Caveats when running

Here are some caveats I ran into while designing and running the experiments.

Model choice

The original meta-llama/Llama-3.1-8B is dense, so it is not efficient on my Strix Halo machine, and what fun would there be in just trying the same model?

Qwen/Qwen3-30B-A3B-Instruct-2507 was powerful but slow for fast experimenting. Moreover, to avoid blowing through the 128GB of memory I have, loading required some workarounds to incrementally move memory allocation from cpu to gpu (even though it's in the same memory pool, the allocations seemed to diverge).

LiquidAI/LFM2.5-8B-A1B seemed powerful but also had a mandatory chain-of-thought, which complicated things.

So, microsoft/Phi-mini-MoE-instruct seemed like a great match for my hardware.

Modify your pyproject

The released version of TransformerLens doesn't support Phi-mini-MoE-instruct or LiquidAI/LFM2.5-8B-A1B, but I submitted a patch that has recently been merged to make it work:

[project]
...
dependencies = [
    ...
    "transformer-lens>=3.3.0",
]

[tool.uv.sources]
transformer-lens = {
    git = "https://github.com/TransformerLensOrg/TransformerLens.git",
    branch = "dev"
}

Trusting remote code

This can be a little counterintuitive: by setting trust_remote_code=True, you may feel like you won't break anything, and will only potentially add some optional extras if they are necessary (it feels like this flag is just about security). But in reality, when Phi-MoE was launched, it was not supported directly by the transformers library, so they had to add some Python code in the repo. Now there is native support, and this code in the repo actually causes problems because it targets older versions of the transformers library. So, use trust_remote_code=False.

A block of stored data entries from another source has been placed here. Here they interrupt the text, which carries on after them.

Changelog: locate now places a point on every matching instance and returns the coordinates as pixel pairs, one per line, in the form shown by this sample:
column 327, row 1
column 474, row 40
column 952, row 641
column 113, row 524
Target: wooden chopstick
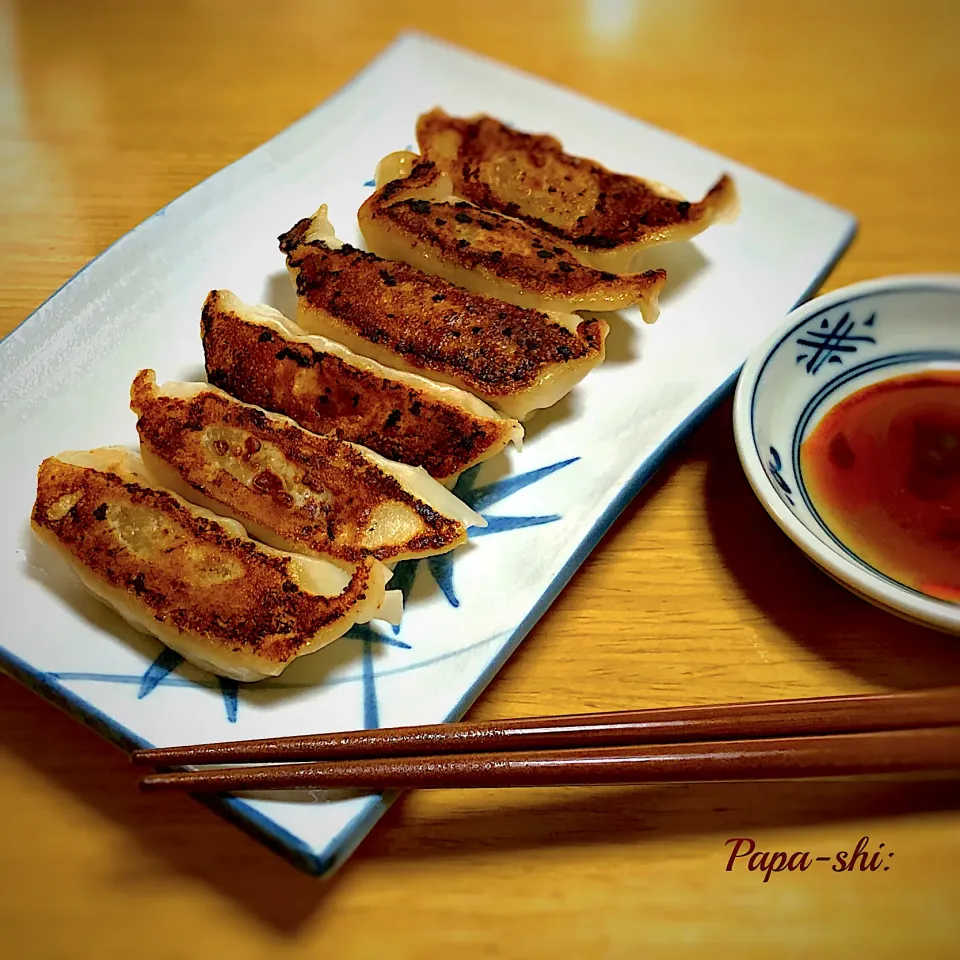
column 731, row 721
column 839, row 755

Using text instead of tokens

There are some footguns here; see the discussion in the issue that I raised.

Padding

In general, you should check whether your prompts are being tokenized into sequences of the same length, and if not, you might need to add padding and pass it around. Using text with TransformerLens might simplify things regarding padding (e.g., check model.generate(input) on TransformerLens when the input is tokens and when it's text), but it can run into the problems mentioned above.

Follow-ups

(Hopefully) I want to follow this post by applying this to the other tasks (days of the week, hours, and numbers), as well as applying distributed alignment search, cross-patching, steering with Fourier probes, and neuron identification, as was done in the original paper.